Historischer Hintergrund
Der 1. November geht auf frühe christliche Bräuche zur Ehrung von Märtyrern zurück und wurde im 9. Jahrhundert offiziell von der westlichen Kirche festgelegt. Als französisches Überseegebiet bewahrt Saint-Pierre und Miquelon diese europäischen liturgischen Traditionen im Einklang mit der eigenen Inselidentität.
Bräuche und Kulinarik
Das Aufstellen von Chrysanthemen und Kerzen auf den Gräbern steht im Mittelpunkt der Inseltraditionen an diesem Tag. Familien kommen oft zusammen, um kräftige, traditionelle Gerichte zu genießen, die gut zum kühlen Herbstwetter im Nordatlantik passen.

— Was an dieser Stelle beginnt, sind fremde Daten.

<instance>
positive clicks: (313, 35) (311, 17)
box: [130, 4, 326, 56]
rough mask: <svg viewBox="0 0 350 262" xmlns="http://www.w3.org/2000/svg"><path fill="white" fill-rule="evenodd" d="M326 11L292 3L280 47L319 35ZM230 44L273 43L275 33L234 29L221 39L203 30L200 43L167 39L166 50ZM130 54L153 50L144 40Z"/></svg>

Schließungen und Reisehinweise
Da es sich um einen offiziellen Feiertag handelt, bleiben Regierungsgebäude, Banken und die meisten Geschäfte geschlossen. Reisende sollten ihren Aufenthalt im Voraus planen, da öffentliche Dienstleistungen während der Feiertagsruhe nur eingeschränkt zur Verfügung stehen.
Fragen zu Allerheiligen
Ist Allerheiligen in Saint-Pierre und Miquelon ein gesetzlicher Feiertag?
Ja, der 1. November ist ein offizieller Feiertag, an dem Behörden und Geschäfte geschlossen sind.
Wie verbringen die Bewohner diesen Tag?
Viele Menschen pflegen Gräber, zünden Kerzen an und verbringen ruhige Stunden im Kreis der Familie.